Arthur Fleck shares the same hyperawareness that defined both Moore & Morrison’s versions of the Joker. Arthur is not a reliable narrator in his own life, and is very much in control of the narrative that he presents to others. For example, when confronted about his condition (and whether or not he can actually control it), Arthur does not definitively answer the question. Evidence exists that he actually can. In the opening scenes of the movie Arthur walks away from an uncomfortable situation where a joke has been made to his disabled co-worker and does his trademark uncomfortable laugh. However, as soon as he turns the corner and exits the social situation, the laugh stops. This is similar to how once the face paint is applied to Arthur, the laugh is no longer uncontrollable.  

The most distinctive characteristic of Arthur Fleck is his dancing. Whenever Arthur dances in the film, it is largely in sync with the orchestral score that the audience is hearing as well.  (Side note: the use of music in Joker is utterly fantastic. Early in the film, music is used to denote which scenes are “real” vs. what Arthur is imaging in his head. After his psychotic decent, the use of music becomes much more unpredictable and only adds to the viewer’s discomfort). Typically, orchestral scores are never acknowledged by the characters on screen. However, Arthur’s movements are perfectly in sync with the music being played during his bathroom dance scene and before being introduced to the late night show audience.

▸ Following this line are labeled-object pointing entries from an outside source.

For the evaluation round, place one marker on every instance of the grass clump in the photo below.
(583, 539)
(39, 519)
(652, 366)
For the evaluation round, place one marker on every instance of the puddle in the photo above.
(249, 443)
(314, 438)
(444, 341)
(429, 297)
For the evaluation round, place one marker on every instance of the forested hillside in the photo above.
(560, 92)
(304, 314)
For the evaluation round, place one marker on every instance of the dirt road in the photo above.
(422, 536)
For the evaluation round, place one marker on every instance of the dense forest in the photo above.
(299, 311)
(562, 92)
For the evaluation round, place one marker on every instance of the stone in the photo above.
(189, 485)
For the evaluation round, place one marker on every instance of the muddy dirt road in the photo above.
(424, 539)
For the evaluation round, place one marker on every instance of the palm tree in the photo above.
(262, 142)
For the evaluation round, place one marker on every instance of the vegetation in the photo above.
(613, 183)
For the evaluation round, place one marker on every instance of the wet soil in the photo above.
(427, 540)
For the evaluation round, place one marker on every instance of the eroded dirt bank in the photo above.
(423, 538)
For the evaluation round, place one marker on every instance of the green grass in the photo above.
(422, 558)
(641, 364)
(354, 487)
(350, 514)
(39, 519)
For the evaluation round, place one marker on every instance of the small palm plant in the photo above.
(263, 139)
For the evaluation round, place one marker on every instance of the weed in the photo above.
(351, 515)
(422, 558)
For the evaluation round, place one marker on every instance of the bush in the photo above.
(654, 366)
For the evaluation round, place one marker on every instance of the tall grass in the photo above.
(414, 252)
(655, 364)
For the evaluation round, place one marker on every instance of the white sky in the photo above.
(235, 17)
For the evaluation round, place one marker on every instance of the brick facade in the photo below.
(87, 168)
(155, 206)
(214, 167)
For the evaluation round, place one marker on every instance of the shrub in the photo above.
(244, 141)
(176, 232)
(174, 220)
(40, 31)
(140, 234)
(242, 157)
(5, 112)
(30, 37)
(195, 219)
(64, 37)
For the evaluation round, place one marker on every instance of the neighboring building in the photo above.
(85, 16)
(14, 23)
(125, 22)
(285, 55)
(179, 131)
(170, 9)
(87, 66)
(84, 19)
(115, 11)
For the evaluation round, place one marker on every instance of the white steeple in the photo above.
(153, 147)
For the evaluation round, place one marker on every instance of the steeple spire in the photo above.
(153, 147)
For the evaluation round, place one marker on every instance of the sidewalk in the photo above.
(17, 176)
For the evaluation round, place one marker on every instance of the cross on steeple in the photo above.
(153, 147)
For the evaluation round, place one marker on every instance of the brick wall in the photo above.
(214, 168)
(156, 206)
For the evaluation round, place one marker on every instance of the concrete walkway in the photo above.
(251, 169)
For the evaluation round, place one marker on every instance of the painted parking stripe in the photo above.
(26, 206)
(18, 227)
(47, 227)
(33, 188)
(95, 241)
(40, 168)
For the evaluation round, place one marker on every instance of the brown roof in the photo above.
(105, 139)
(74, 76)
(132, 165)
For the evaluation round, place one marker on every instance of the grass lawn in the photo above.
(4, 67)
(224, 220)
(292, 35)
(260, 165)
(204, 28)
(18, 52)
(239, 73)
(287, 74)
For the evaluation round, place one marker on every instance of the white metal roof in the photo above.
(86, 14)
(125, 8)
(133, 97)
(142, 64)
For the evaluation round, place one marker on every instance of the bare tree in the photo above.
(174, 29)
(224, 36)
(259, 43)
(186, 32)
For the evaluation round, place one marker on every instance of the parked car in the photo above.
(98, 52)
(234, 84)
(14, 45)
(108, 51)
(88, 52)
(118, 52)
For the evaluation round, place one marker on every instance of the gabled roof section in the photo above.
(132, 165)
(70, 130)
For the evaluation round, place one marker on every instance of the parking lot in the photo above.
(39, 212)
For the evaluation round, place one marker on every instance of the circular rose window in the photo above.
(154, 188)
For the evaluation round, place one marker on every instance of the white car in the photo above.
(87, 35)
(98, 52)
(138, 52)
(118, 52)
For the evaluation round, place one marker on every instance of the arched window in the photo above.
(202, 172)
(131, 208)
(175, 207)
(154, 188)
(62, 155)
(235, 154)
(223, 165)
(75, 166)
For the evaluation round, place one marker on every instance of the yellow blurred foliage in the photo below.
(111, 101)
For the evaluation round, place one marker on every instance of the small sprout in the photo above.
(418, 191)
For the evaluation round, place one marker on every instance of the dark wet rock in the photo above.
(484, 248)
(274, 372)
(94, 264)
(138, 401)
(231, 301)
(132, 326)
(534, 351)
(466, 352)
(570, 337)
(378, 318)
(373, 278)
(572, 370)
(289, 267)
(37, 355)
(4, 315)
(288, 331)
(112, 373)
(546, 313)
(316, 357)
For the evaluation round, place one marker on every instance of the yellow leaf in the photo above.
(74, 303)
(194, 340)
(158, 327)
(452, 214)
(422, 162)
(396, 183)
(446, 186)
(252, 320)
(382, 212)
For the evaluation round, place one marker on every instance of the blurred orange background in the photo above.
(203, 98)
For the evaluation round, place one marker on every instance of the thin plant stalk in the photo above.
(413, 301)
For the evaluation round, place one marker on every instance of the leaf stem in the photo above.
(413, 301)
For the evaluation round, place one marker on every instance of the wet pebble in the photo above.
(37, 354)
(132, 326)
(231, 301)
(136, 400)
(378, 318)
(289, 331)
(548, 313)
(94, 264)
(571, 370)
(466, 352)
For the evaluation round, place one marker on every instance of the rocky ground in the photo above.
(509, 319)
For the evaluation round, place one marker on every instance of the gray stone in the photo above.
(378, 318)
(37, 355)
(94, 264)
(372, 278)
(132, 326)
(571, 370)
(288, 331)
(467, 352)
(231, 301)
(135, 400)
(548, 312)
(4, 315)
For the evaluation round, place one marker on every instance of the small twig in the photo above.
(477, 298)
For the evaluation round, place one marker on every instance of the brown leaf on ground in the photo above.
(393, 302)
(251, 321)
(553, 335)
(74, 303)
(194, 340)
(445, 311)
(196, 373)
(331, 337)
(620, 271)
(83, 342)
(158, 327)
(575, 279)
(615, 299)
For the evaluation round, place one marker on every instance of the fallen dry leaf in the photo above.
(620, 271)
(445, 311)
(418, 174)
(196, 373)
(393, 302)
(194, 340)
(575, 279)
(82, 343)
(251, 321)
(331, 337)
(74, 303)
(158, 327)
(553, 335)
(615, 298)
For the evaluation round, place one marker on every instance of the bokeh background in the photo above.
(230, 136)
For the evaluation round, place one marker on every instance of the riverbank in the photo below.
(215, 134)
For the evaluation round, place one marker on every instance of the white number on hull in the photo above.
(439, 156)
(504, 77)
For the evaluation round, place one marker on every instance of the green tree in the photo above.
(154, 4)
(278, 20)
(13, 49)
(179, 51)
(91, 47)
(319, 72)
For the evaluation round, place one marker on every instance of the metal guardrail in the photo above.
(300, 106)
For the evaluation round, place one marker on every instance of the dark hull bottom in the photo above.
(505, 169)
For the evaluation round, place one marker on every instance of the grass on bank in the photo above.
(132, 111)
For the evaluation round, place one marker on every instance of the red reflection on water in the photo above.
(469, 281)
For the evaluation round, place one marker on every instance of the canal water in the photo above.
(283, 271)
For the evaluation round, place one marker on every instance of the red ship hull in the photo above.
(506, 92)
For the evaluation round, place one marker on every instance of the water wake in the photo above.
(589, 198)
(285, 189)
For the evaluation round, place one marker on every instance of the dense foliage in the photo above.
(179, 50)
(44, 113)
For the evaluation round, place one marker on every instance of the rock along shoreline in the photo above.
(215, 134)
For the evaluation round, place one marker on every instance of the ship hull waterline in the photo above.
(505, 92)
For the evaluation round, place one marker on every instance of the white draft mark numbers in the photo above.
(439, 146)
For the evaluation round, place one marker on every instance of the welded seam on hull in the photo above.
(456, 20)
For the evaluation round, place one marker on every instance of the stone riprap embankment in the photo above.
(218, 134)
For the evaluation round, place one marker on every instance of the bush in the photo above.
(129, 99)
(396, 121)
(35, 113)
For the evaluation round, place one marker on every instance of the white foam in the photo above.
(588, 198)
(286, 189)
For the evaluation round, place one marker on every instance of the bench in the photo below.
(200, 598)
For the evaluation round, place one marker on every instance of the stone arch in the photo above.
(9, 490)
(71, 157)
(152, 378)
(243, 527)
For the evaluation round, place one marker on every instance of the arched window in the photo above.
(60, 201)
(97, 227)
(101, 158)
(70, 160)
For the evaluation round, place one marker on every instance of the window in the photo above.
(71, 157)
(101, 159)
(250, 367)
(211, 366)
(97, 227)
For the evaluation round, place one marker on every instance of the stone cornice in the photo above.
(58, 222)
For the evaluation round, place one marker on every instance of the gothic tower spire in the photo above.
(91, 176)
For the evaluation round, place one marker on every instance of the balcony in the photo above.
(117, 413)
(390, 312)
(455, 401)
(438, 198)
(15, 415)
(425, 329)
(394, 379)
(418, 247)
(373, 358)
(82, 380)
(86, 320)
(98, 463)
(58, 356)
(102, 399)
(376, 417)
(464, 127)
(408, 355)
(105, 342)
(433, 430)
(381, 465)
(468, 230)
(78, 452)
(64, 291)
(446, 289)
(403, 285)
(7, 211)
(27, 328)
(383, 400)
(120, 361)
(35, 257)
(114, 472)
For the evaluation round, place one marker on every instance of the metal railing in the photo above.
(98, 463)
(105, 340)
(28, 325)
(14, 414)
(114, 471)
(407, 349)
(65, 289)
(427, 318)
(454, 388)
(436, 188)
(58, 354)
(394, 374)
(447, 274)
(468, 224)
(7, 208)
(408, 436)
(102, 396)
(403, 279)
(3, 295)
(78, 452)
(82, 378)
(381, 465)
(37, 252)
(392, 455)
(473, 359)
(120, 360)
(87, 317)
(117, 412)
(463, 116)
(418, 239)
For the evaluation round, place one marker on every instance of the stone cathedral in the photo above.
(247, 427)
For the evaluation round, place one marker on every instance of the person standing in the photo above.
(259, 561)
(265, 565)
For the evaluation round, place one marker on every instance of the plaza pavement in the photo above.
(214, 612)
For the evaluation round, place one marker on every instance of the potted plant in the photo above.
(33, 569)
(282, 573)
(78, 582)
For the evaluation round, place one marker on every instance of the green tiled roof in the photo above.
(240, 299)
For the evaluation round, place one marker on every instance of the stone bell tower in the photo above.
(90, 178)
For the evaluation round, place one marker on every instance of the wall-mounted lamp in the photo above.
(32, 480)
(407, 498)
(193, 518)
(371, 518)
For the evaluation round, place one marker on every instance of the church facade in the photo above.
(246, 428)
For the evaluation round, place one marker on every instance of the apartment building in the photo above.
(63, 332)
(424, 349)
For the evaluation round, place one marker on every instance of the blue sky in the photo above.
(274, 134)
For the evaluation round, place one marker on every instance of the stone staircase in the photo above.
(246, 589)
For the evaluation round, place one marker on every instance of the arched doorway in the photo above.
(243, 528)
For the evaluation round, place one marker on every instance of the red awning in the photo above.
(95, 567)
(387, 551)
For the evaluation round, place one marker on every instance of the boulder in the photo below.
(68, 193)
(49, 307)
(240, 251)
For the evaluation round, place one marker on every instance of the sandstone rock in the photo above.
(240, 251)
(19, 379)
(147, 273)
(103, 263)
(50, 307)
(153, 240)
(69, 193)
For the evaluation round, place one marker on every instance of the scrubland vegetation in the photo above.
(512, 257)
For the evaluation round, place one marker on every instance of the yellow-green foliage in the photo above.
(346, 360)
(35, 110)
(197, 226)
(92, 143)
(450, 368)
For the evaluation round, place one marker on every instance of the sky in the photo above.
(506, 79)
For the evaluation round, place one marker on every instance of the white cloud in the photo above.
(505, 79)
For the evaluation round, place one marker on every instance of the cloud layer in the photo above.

The music is being played at moments close to moments where Arthur is at his most violent is reveling in his “true nature”. Having the audience hear the same music that Arthur does only invites them into his narrative and demonstrates that Arthur has control over his narrative.  

Joaquin Phoenix in Joker (2019) by Todd Phillips

Furthermore, during the film’s final moments, Arthur makes two comments that show he is fully aware of the narrative being presented to the audience. First, Arthur is singing along to the closing song “That’s Life” by Frank Sinatra. Despite being slightly stilted, Arthur is singing along in time to the song and matching the lyrics verbatim. Second, there’s a moment where Arthur is laughing and it cuts to a young Bruce Wayne in front of his dead parents. When asked why he is laughing by his therapist, Arthur replies “you wouldn’t get it.” Due to the canonical nature of how closely Bruce Wayne and the Joker are destined to become, one can interpret the scene as that Bruce would, in fact, get the joke. Arthur knowing that someone in the universe can finally get the joke is another example of how this version of the Joker shares a similar sense of hyper awareness to Moore and Morrison’s version of the character. 

The aloof detachment from reality that exists in both Moore and Morrison’s version of the Joker is present in Phoenix’s performance. Being detached from reality makes him indifferent to his surroundings and the value of human life. Having a foot in reality makes the character less effective as evidenced by the greed obsessed Nicholson version and the hypocrisy of planned chaos found in Ledger’s performance. Having the Arthur Fleck version of the Joker carelessly dance as the surrounding city burns adds a level of discomfort only previously seen in works by Moore and Morrison. A discomfort that reminds you that there is nothing to celebrate about this character. He might be dancing and laughing, but there is no reason why you should be as well.